うーん。遠いねーん。
卒論用にたんまり本を借りてから,森ノ宮で乗り換え,大阪城公園駅まで。
一瞬,内回りと外回り間違うとこやった(笑)。
前回の記事に書いたとおり,行ってきました。
鬼才激突!@いずみホール
プロコフィエフ/古典交響曲
モーツァルト/ピアノ協奏曲第21番
チャイコフスキー/ヴァイオリン協奏曲
ピアノ独奏:ファジル・サイ
ヴァイオリン独奏:パトリツィア・コパチンスカヤ
指揮:岩村 力
管弦楽:大阪センチュリー交響楽団
何が書きたいって,もちろんコパチンスカヤさんのヴァイオリンはもう期待通りに良かったんです。が!
今日のびっくりはむしろ・・・ファジル・サイ。
俺,これまでファジル・サイに良いイメージがなかったんです。
前回の記事の話じゃないけど,俺はこれまで彼の自作曲(むしろ編曲?)のCDをちらっと聴いたりしたことがあって,少なくとも俺のモノサシの上でそれは“冒涜”に感じられるものでした。

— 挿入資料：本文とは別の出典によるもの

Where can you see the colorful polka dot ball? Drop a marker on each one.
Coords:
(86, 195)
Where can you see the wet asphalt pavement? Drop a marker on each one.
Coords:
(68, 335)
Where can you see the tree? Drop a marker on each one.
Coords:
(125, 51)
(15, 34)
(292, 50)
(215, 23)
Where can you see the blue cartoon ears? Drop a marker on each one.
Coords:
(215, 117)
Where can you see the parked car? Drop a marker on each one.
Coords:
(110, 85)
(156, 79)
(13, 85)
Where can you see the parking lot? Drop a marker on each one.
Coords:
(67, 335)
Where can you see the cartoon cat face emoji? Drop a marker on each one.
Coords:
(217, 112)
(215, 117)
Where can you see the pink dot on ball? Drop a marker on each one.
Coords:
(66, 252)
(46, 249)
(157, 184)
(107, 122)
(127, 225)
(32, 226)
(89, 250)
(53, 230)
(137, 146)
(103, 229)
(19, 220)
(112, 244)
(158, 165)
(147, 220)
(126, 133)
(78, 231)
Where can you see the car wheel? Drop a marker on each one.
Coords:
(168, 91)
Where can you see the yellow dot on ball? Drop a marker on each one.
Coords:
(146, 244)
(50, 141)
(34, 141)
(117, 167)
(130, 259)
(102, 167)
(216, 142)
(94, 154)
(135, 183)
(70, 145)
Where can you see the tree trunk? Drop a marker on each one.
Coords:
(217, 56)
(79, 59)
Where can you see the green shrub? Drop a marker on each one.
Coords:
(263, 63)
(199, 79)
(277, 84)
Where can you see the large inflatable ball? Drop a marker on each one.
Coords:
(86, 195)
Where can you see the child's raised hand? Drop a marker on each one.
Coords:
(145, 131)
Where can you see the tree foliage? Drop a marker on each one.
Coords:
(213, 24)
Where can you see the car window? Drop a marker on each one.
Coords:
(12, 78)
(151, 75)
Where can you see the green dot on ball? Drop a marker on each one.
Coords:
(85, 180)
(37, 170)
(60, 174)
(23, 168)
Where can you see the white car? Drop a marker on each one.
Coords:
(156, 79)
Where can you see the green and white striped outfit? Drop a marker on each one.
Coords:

舞台に出てきた瞬間から,舞台人とは思えないマッドなオーラを放ち(今思えばそれでとんでもない存在感があったのだが),前奏が始まってからもピアノにもたれかかって,ニヤニヤしながら音楽に合わせて体をゆすってました。
そんな彼がしばらくして鍵盤から紡ぎ出した音は,そんな俺の偏見を一瞬で壊してしまいました。
『指揮者がいるのに,彼も手が空けばすぐ音楽を取り始めて,歌いながら弾く。』
直感的には異端な姿と写るものです。
でも,俺の貧相なボキャブラリーで言い表すなら,そんな諸々の(よもすればマイナスの)要素に関係なく,彼の音には音楽に対する愛情があふれていた・・・としか言いようがありません。
それはもはやピアノ協奏曲じゃなかった。
サイも指揮者で,彼のピアノはもう一つのオーケストラだった。
それくらい,圧倒的な“音楽”だった。
涙が出そうになったし,何度も喉を震わせた。
魂が揺さぶられる演奏でした。
ファジル・サイ,彼もホンモノです。
岩村さんの指揮での演奏は,初めて聴いたと思うけど,若いからか,緩衝楽章が苦手そう。さらに若輩者の俺が言うのもあれですが・・・。
でも,とんでもなく良い音を引き出してるところもありました。
古典の後半楽章とか,チャイコの両端楽章のtuttiとか。
(ちなみにモーツァルトについては,俺の目にはサイが全てをコントロールしているように見えました。なんか,それは岩村さんの能力如何とかではなく,サイのスタイルな気がします。)
チャイコでは,コパチンスカヤにいつも紙一重で置いていかれていた感。う〜ん,ちょっと残念。
まぁ書いてるのはちょっと酷評ですけど,フォローではなく,個人的にはこれからを期待してます。
同じ理系出身ってとこに親近感も感じるし(笑)。
チャイコフスキーのアンコールは,予想通り《クリン》でした。でも残念ながら後半部だけ。
サイのことばっかり書いてますが,コパチンスカヤさんについては前回絶賛記事を書いたので良しとしてください。
・・・帰りにタワレコに寄って,思わず買ってきてしまった。
ファジル・サイ&パトリシア・コパチンスカヤ スーパー・デュオ!
あー,こっちは2人の鬼才が本当に激突してる。
でもやっぱ,ライブの方がいいね(笑)。